The analysis shows the commercial industry reduced its major jet accident rate to one hull loss, where the plane is written off, every 8.7 million flights.
This underscored an improvement in air safety which saw the overall accident rate come in at half the five-year average (2012-16) for the 4.1 billion passengers on 41.8 million flights in 2017.
IATA requires an aircraft to have sustained major structural damage worth more than $US1 million or 10 percent of its hull reserve value to qualify as an accident.
It looks at planes with the maximum take-off weight of at least 5700kg engaged in commercial aviation activities other than executive jet operations, training and maintenance/test flights.
The “all accident” rate per million flights was 1.08, down from 1.68 in 2016 and a big improvement on than the five-year average of 2.01.
The 2017 major jet accident rate ts of 0.11 per million flights was down from 0.39 the previous year and again an improvement on the five-year average (2012-16) of 0.33.
The global turboprop hull loss rate of 1.30 per million flights was a deterioration from 1.01 in 2016 but still better than the five-year rate of 2.18.
There were six fatal accidents with 19 fatalities among passengers and crew compared to the -year average of 10.8 fatal accidents and 315 fatalities per year.
And, as previously revealed by a separate analysis from the Aviation Safety Network, none of the six fatal accidents involved a passenger jet.
Five were turboprop aircraft and one was a cargo jet crash that killed 35 people on the ground.
The news was even better for IATA members, who experienced zero fatal accidents or hull losses in 2017 involving either jet or turboprop aircraft.
The accident rate of carriers participating in an industry safety program known as the IATA Operational Safety Audit (IOSA) was almost four times better than that of non-IOSA airlines.
The results prompted IATA director general Alexandre de Juniac to brand 2017 “a very good year for aviation safety”.
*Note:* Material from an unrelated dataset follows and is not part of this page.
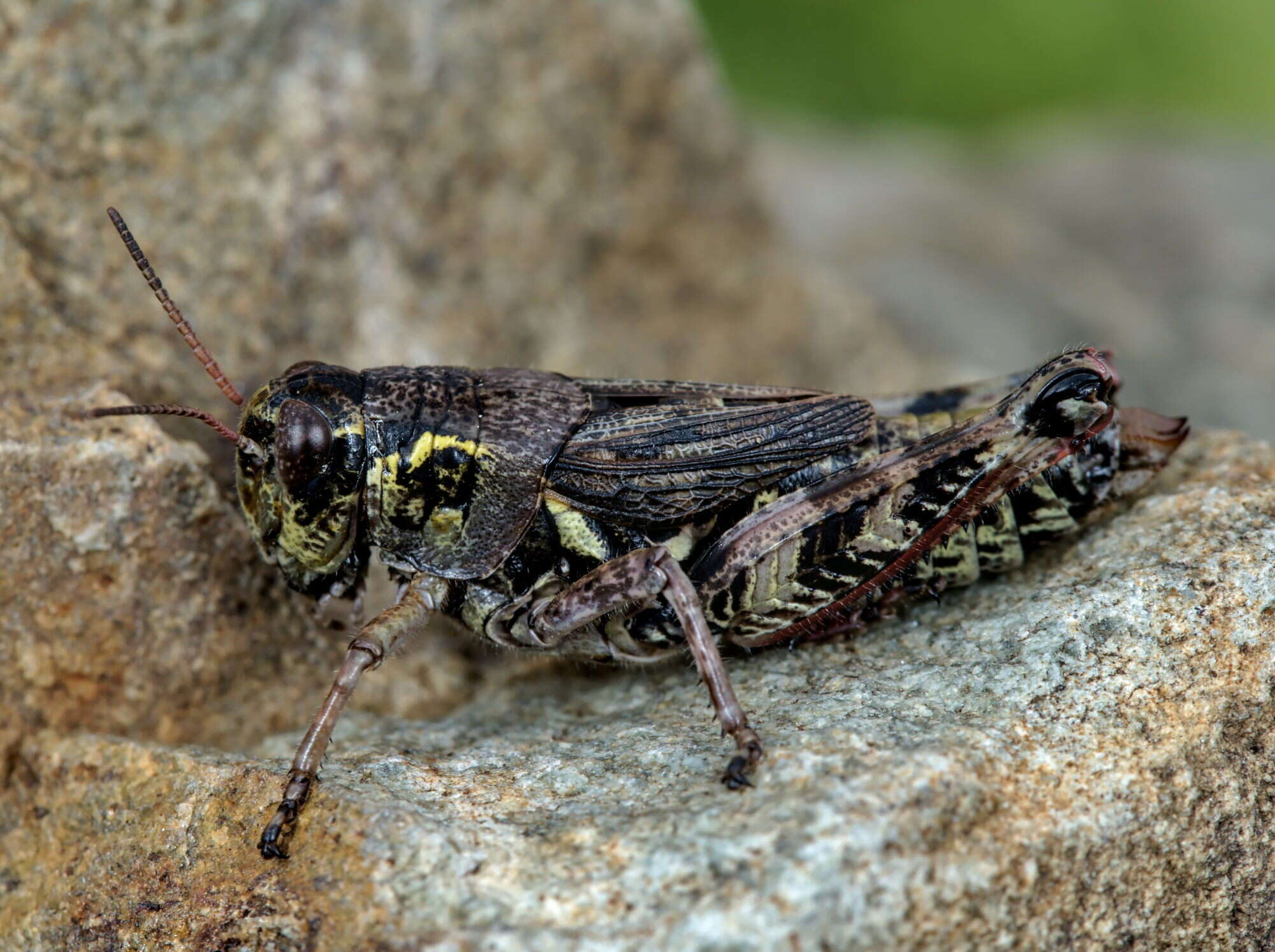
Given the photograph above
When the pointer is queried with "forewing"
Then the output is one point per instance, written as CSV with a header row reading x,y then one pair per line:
x,y
664,464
“We saw improvements in nearly all key metrics—globally and in most regions,’’ he said in announcing the figures. “And our determination to make this very safe industry even safer continues.
“In 2017 there were incidents and accidents that we will learn from through the investigation process, just as we will learn from the recent tragedies in Russia and Iran.
“Complementing that knowledge are insights we can gain from the millions of flights that operate safety.
“Data from these operations is powering the development of predictive analytics that will eventually enable us to eliminate the conditions that can lead to accidents.
“The industry knows that every fatality is a tragedy. Our common goal is for every flight to take-off and land safely,”
The statistics show there four jet hull losses and nine involving turboprops.
The Commonwealth of Independent States continued to have the highest jet hull loss and turboprop accident rate, although both were better than last year. The jet hull loss rate was 0.92 per million departures while the turboprop rate was 16.44.
Africa, which had no jet hull losses, recorded a turboprop hull loss rate of 5.7 per million departures.
“Airlines in Sub-Saharan Africa continued to improve their safety performance,’’ de Juniac said. “The goal is to achieve world-class safety.
“For a second year in a row, airlines in the region experienced no passenger fatalities and no jet hull losses. But there is still a large gap to cover in the safety performance of the continent’s turboprop fleet.”
So far this year, there has been one fatal accident involving an ATR-72 turboprop in Iran and another involving an AN-148 regional jet in Russia.